エビデンスが示す中高生のプライオメトリクストレーニングの効果
1. ジャンプパフォーマンスの向上
Lunxin Chenらのメタ分析研究の結果、プライオメトリクストレーニングを6週間以上継続すると、以下のジャンプ種目において有意な向上が見られました:
- カウンタームーブメントジャンプ(CMJ):
- 6~8週間のトレーニングで、ジャンプの高さが約12%向上。
- 試合中のリバウンドやブロック動作で高さを確保できるようになります。
- スクワットジャンプ(SJ):
- 8週間でジャンプの高さが約15%向上。
- スタンディングロングジャンプ(SLJ):
- 6週間のトレーニングで、ジャンプ距離が約18%向上。
ジャンプパフォーマンスを評価する際に行われることが多い上記の種目で有意な向上が認められました。
これらの結果から10歳から19歳の成長期を含む青少年アスリートにおいても、プライオメトリクストレーニングはジャンプパフォーマンス向上に効果的なトレーニング方法であることが明らかとなりました。
研究では、これらのジャンプ動作の改善は、筋肉の適応(筋繊維の動員向上)や腱の強化によるものと考えられています。
2. スプリント能力の向上
プライオメトリクストレーニングは、スピードの向上にも効果を発揮します。短距離スプリントのタイムが短縮されることが研究で明らかになりました。
- 10メートルスプリント:
- 6週間のトレーニングで、タイムが平均0.04秒短縮され、スタートダッシュが改善。
*超短距離の場合、反応速度の方が影響大
- 6週間のトレーニングで、タイムが平均0.04秒短縮され、スタートダッシュが改善。
- 20メートルスプリント:
- 8週間で、タイムが平均0.12秒短縮され、速攻プレーに有利。
研究では、スプリント能力の向上は、筋力の強化とともに、神経系の適応(筋肉を素早く動員する能力の向上)が関係していると考えられています。
大人と中高生の違い:注意すべきポイント
中高生の年代は、まだ成長過程にあるため、大人とは異なる注意点があります。
- 関節や腱への負担を考慮する
- 中高生の年代では成長期が終わっていない人も多いです。骨や関節が成長しているため、成人に比べて構造が弱くなっているおり、過度な負荷をかけると怪我のリスクが高める可能性があります。強度を徐々に増やし、痛みがある時はムリをしないことが重要です。

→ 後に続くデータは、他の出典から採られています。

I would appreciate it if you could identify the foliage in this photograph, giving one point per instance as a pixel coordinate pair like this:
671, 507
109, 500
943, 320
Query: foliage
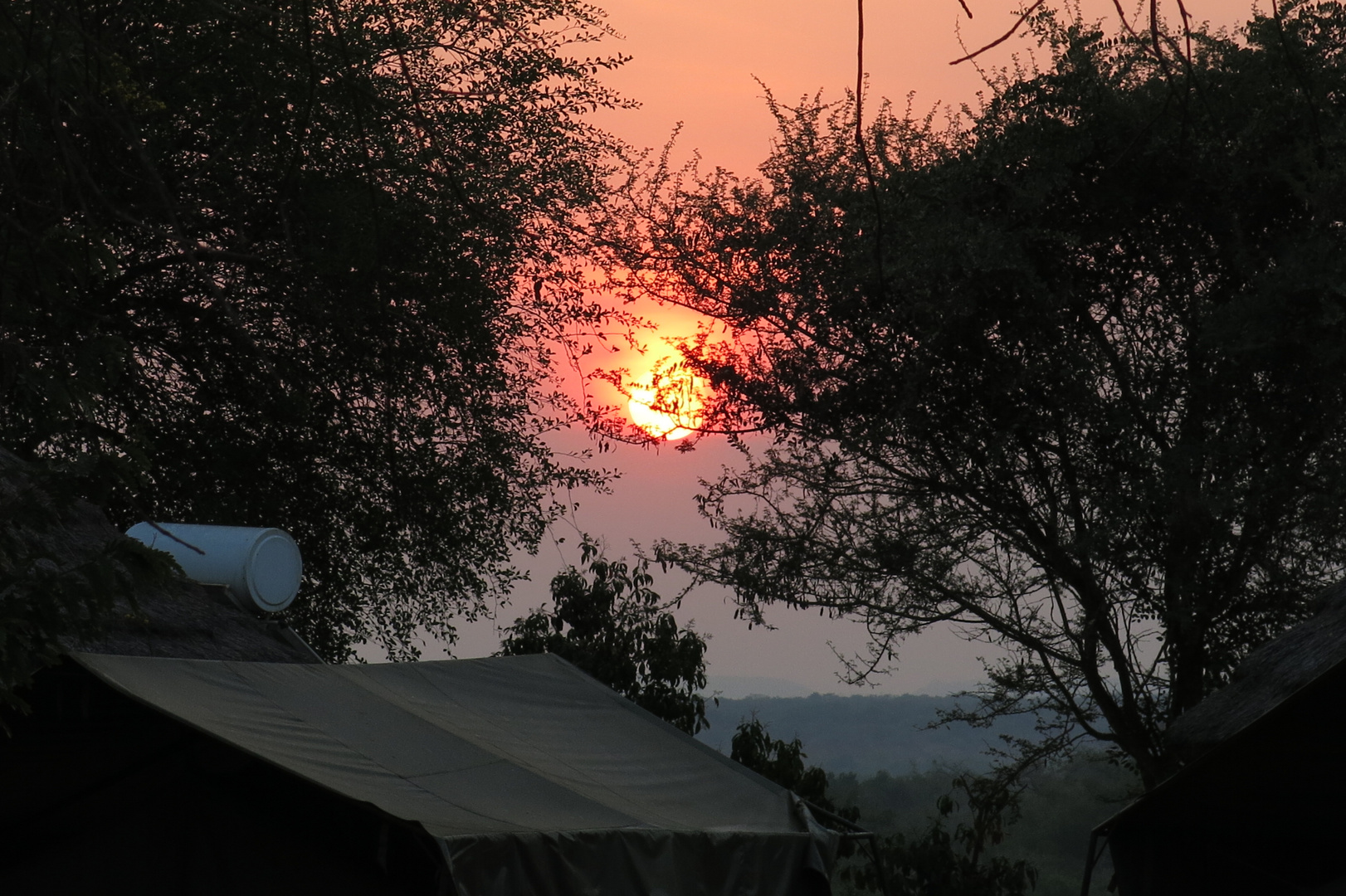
939, 863
60, 572
779, 762
298, 264
867, 732
1057, 811
933, 864
1066, 373
610, 623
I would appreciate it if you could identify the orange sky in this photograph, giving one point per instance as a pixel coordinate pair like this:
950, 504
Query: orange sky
695, 62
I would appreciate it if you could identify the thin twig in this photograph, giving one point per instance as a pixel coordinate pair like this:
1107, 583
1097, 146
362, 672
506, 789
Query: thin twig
1023, 17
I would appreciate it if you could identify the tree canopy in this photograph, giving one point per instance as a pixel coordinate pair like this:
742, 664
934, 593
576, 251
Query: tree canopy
298, 264
1066, 372
612, 623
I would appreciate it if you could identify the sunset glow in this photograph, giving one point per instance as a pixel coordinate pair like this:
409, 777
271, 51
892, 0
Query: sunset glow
668, 404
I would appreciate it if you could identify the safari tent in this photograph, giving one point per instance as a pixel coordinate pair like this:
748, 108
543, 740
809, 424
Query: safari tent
197, 748
1257, 803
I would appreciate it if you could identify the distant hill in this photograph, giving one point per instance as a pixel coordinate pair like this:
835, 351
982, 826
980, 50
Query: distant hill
863, 733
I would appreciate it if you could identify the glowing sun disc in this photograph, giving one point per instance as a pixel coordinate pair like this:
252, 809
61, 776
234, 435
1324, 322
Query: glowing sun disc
656, 423
668, 405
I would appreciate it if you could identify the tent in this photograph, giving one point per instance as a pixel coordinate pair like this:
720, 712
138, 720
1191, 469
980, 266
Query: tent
1257, 803
505, 775
192, 747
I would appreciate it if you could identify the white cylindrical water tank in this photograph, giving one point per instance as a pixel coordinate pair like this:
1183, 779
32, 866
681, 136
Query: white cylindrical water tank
260, 567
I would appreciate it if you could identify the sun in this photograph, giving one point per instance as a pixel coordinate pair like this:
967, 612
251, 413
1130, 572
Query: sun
668, 404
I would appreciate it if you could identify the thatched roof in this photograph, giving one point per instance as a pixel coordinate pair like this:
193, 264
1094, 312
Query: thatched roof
175, 618
1268, 677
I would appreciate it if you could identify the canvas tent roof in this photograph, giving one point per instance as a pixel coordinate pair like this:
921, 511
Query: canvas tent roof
1268, 677
534, 777
1237, 817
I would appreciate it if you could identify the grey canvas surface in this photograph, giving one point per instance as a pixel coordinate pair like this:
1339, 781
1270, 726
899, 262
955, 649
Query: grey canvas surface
534, 777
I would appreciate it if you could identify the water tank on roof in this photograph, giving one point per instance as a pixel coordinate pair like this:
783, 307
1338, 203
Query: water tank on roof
260, 567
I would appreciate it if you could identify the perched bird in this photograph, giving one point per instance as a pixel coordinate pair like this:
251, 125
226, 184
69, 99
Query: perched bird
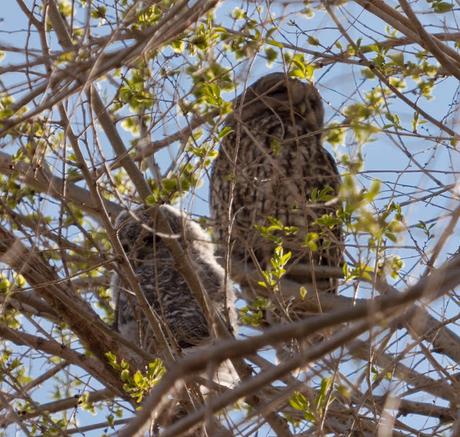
163, 285
273, 182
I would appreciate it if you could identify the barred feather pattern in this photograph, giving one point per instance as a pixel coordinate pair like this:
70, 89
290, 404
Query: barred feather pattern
273, 164
164, 286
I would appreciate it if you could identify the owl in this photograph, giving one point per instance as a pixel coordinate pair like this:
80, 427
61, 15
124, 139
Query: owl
274, 183
163, 285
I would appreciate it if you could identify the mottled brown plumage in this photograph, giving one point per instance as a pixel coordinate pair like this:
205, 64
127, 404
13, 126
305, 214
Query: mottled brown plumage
163, 285
273, 164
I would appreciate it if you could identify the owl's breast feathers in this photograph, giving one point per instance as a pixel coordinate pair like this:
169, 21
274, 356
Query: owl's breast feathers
273, 164
163, 285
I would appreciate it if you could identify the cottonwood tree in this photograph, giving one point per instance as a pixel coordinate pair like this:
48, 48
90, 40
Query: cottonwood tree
105, 105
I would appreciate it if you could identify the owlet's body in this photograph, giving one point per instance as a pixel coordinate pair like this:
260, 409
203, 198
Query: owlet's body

また、ウォームアップ、クールダウンをしっかり行うことも重要です。
- 適切な回復期間を設ける
- プライオメトリクストレーニングは疲労感以上に大きな負荷がかかるトレーニングです。多くても週2~3回の頻度を守り、十分な休息を取ることが推奨されます。
- フォームの習得を優先する
- 正しいフォームを習得し、怪我を防ぐために、専門家の指導のもとで行うことが理想です。負荷の少ないメニューから開始し、しっかりとフォームを崩すことなく行えることを確認してから負荷強度を上げていきましょう。
おすすめのトレーニングメニュー

プライオメトリクストレーニングメニューの一例をご紹介します。負荷強度の低く、特別な道具を必要としないトレーニングメニューを選びました。
- プライオメトリクストレーニングの一例
- スクワットジャンプ:10回×3セット
- スプリットスクワットジャンプ:10回×3セット *左右それぞれ
- ダブルレッグホップ:5回×4セット
- ダブルレッグタックジャンプ:10回×3セット
- シングルレッグタックジャンプ:10回×3セット
*フォームを崩さずに全力で行える回数に調整して行ってください。全力で行えるようにするためにセット間の休憩は十分にとりましょう。
まとめ
プライオメトリクストレーニングは、中高生アスリートのジャンプ力やスプリント能力の向上に科学的に効果が証明されたトレーニング法です。ジャンプやスピードを向上させたい選手は、正しいフォームと適切なプログラムでトレーニングを継続することが大切です。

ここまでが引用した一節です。